To say the “Transformers” films have been underwhelming so far would be an understatement. A massive understatement. They have been God-awful, emblematic of everything people hate about big-budget blockbusters: they’re loud, dumb, too focused on special effects and have utterly nothing to say. It’s especially disheartening when the sole reason for their existence is to sell toys. So it is a huge relief that one of them stands up as something other than being truly terrible. “Bumblebee” tells a story, one we’ve seen before, but still, an actual story with characters, plot and an arc.

Directed by Travis Knight and written by Christina Hodson, the film takes place in the year is 1987. The Autobot Bumblebee has landed on Earth, chased by the villainous Decepticons. While in combat, his vocal circuits are destroyed and his memory lost. Disguised as a beaten up car, he is found by Charlie (Hailee Steinfeld), an 18-year-old who is struggling over the death of her father and a difficult social life. Together, they work with new friend Memo (Jorge Lendeborg Jr.) to escape the army led by Agent Burns (John Cena) and the Decepticons who have come to extract information from him.

The film employs a light-hearted tone right out of the 1980s, where a car represented freedom, parents were so lame and rock n’ roll still stuck it to the man. The plot is heavily borrowed from “E.T.” and “The Iron Giant”, utilizing the same disillusioned youth who befriends an alien creature and learns to love again. In difference to the other “Transformer” films, character is emphasized over plot which works better to tell a coming-of-age story.

The film is nothing groundshatteringly new. We’ve seen it all before. Beat for beat, you can see the setups, character arcs and revelations before they occur. It doesn’t decrease the fun and emotion of the film due mostly to the performance of Hailee Steinfeld and the attention paid to the characters. Even Agent Burns, rather than being a one-dimensional villain, has some zippy one-liners and an arc.

But it’s in comparison to the previous “Transformers” films that the perspective of “Bumblebee” changes.

Perhaps it hasn’t been emphasized enough, but the “Transformers” films are ungodly, horrendous, duplicitous, unmoving, nauseating, soul-crushing garbage. Anything that even resembles a story, no matter how unoriginal, feels like the Pristine Chapel next to a pile of excrement. So “Bumblebee”, by virtue of having a spine, a heart and a brain, reigns supreme over the franchise.

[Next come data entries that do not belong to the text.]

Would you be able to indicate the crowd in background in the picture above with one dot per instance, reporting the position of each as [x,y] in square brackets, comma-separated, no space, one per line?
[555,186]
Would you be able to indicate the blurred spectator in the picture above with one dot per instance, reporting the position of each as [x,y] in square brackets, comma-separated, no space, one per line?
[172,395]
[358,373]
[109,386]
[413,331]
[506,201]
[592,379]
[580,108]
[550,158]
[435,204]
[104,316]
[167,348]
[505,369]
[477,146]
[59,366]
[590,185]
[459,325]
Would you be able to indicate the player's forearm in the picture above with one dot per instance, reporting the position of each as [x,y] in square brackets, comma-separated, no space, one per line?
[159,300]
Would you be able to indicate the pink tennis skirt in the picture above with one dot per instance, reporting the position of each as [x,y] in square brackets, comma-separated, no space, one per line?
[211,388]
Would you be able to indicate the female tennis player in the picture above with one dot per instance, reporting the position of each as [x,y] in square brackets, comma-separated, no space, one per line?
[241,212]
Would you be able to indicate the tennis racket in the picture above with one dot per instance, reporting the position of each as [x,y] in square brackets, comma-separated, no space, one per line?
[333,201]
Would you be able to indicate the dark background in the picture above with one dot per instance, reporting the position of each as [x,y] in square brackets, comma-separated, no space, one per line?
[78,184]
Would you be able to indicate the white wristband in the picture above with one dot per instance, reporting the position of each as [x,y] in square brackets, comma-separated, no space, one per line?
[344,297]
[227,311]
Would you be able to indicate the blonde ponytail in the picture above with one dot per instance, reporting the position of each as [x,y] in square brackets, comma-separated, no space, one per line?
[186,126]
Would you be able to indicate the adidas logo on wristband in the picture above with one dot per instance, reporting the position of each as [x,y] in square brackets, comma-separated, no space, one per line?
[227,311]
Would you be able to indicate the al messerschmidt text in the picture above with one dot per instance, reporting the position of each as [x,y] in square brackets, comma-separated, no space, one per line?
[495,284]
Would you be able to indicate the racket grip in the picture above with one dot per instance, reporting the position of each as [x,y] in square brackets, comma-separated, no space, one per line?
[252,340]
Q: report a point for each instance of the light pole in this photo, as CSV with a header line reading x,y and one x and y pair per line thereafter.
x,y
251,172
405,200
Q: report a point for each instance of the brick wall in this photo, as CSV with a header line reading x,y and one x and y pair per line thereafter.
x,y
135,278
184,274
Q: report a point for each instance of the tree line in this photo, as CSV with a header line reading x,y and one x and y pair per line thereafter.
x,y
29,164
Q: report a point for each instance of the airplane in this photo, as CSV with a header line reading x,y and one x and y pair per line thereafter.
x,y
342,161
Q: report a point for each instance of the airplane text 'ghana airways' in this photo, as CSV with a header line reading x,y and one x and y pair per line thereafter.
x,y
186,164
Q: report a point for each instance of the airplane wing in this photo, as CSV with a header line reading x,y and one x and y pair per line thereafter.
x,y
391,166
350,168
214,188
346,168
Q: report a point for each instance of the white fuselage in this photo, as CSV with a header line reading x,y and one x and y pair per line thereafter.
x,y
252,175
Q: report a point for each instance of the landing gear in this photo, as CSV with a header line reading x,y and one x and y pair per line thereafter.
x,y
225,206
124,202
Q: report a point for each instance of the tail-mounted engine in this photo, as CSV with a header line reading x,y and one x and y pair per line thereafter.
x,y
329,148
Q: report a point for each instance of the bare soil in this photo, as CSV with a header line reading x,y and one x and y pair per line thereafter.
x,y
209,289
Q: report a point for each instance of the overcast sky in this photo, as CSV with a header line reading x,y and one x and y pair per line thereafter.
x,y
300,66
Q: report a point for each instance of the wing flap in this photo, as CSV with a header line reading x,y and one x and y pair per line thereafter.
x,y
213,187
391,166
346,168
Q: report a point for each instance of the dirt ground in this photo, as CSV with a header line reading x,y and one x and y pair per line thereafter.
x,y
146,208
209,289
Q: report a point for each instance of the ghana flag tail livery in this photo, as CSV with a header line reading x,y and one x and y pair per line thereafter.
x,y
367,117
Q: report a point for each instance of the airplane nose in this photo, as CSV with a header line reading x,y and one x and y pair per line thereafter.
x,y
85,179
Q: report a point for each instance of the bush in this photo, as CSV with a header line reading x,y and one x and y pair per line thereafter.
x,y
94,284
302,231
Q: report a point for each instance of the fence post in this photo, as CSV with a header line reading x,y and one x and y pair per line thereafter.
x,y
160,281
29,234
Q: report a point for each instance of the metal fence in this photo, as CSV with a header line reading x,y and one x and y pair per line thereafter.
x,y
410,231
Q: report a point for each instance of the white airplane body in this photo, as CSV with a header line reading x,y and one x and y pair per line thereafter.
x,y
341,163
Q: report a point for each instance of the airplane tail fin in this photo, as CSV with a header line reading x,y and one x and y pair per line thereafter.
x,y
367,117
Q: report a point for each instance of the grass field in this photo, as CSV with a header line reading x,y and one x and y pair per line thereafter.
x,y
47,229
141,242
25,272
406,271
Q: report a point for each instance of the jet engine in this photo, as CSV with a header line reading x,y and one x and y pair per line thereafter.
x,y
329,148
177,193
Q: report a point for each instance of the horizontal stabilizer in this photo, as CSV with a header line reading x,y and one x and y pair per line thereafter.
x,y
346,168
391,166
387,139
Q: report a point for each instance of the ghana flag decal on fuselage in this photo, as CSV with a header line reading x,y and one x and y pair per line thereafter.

Why is this film so much better than its contemporaries? Hmmm. Well, the previous five films were directed by known hack Michael Bay. This film… wasn’t. Why is this so much better? We may never know.

For fans of the “Transformers” of the 1980s, it’s a nostalgic breath of fresh air after years of morbid blasphemy. Robots turning into cars and planes and blowing each other up finally feels fun, as it always should have.